Six Half

Artık bu tabu içerikli mangaları seçmekte ustalaşmış mıyım nedir, bu sefer hiç haberim olmadan karşıma çıktı ve içten içe sevindirdi. Üstelik hem josei hem smut manga ararken, ki söz konusu manga iki türe de uymuyor. Yine de ana karakterimiz henüz liseli olmasına rağmen tam anlamıyla bir shoujo da denemez. Mature türüne koyacak kadar acılar trajediler psikopatlıklar da yaşanmıyor. Garip bir şekilde kategorilendirilemeyen bir manga. Tam benim dişime göre yani.
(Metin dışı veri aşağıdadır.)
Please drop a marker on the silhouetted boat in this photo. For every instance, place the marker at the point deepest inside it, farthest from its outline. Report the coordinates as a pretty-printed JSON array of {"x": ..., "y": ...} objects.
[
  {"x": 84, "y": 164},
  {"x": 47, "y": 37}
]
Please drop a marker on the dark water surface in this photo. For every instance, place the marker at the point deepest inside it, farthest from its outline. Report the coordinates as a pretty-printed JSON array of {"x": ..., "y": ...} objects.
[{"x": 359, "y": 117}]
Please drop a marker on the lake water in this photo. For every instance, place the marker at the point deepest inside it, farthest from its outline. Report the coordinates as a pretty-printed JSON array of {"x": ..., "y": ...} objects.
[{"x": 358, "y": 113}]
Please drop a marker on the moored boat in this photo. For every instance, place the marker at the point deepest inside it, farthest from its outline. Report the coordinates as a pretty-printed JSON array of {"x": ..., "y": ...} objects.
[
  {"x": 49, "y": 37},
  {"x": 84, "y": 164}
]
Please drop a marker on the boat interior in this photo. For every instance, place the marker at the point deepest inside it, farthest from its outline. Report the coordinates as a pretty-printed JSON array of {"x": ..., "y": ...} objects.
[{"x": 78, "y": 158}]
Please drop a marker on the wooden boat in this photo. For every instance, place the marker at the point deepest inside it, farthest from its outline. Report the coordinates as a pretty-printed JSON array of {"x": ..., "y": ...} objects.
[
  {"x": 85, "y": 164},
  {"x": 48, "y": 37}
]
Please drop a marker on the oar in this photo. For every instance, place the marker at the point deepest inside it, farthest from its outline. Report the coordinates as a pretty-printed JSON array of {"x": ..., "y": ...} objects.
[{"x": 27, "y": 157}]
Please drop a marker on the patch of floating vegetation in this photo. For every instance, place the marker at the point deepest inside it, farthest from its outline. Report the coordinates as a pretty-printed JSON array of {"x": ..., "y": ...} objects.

Trafik kazasında hafızasını kaybeden Shiori'nin yeni bir hayata başlaması anlatılıyor mangada. Fakat Shiori'nin eski hayatı pek parlak sayılmaz, kız kardeşi ve arkadaşları ondan nefret ediyor, şimdiye kadar zarar ziyandan başka bir işe yaramamış sanki. Ağabeyi Aoki ona nazik ve düşünceli davranan tek kişi, onu sevdiğini söyleyen de. Bu Shiori'nin pes etmemesi için yetiyor, önceden yaptığı hataları düzeltmeye çalışıyor, daha iyi bir insan olmak için çabalıyor.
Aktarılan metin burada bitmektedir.